Kebijakan tersebut diambil sebagai langkah antisipatif dan preventif guna melindungi kesehatan masyarakat, khususnya bayi dan balita, menyusul adanya penarikan produk susu formula bayi produksi Nestlé Suisse SA – Pabrik Konolfingen, Swiss di sejumlah negara.
Kepala BPOM RI, Taruna Ikrar , menjelaskan bahwa penarikan produk tersebut dilakukan karena adanya potensi cemaran toksin cereulide pada bahan baku tertentu , yakni minyak asam arakidonat (ARA) , yang digunakan dalam proses produksi susu formula bayi.

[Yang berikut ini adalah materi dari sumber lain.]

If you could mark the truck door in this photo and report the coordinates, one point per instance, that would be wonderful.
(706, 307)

“Penarikan ini dilakukan sebagai langkah kehati-hatian karena adanya potensi cemaran toksin cereulide pada bahan baku ARA oil tertentu yang digunakan dalam proses produksi,” ujar Taruna Ikrar dalam keterangan resminya, Rabu (14/1) .

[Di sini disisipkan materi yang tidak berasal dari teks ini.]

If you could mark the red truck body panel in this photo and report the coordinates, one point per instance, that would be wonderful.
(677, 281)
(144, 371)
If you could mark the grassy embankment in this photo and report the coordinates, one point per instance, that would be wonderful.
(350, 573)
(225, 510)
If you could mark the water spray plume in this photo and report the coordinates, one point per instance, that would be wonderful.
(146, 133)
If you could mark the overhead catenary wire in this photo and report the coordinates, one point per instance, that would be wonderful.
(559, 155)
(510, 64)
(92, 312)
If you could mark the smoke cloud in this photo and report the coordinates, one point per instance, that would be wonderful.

Lebih lanjut, Taruna mengungkapkan bahwa berdasarkan penelusuran data impor BPOM , diketahui terdapat dua bets (batch) produk susu formula bayi yang terdampak dan telah masuk ke Indonesia . Namun demikian, BPOM telah melakukan pengujian laboratorium terhadap sampel dari kedua taruhan tersebut.
“Hasil pengujian terhadap sampel dari dua taruhan yang diimpor ke Indonesia menunjukkan bahwa toksin cereulide tidak terdeteksi , dengan nilai di bawah batas kuantifikasi (batas kuantitas/LoQ < 0,20 µg/kg) ,” jelasnya.

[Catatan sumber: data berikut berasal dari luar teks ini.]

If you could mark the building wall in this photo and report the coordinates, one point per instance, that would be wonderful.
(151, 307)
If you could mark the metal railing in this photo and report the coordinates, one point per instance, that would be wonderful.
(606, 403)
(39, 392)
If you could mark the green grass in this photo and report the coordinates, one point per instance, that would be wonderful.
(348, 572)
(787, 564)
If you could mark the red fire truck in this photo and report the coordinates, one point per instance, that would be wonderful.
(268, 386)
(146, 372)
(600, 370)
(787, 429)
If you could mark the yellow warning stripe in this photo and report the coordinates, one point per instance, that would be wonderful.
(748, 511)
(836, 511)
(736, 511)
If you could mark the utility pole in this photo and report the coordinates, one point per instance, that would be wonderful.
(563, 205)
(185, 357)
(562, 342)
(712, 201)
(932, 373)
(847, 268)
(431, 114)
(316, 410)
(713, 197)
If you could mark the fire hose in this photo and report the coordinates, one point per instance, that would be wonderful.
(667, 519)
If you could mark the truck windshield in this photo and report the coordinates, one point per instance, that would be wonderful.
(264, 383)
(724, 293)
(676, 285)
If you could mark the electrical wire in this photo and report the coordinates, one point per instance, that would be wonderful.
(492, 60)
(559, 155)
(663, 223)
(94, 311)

Meskipun hasil pengujian menunjukkan tidak ditemukannya cemaran toksin, BPOM menegaskan bahwa langkah pencegahan distribusi dan impor sementara tetap dilakukan sebagai bentuk perlindungan maksimal terhadap konsumen serta bagian dari pengawasan ketat terhadap produk makanan olahan yang beredar di Indonesia.
BPOM memastikan akan terus melakukan pemantauan, evaluasi, dan koordinasi dengan pihak terkait, termasuk produsen dan distributor, serta akan menyampaikan informasi lanjutan kepada masyarakat sesuai dengan perkembangan hasil pengawasan dan kajian risiko yang dilakukan.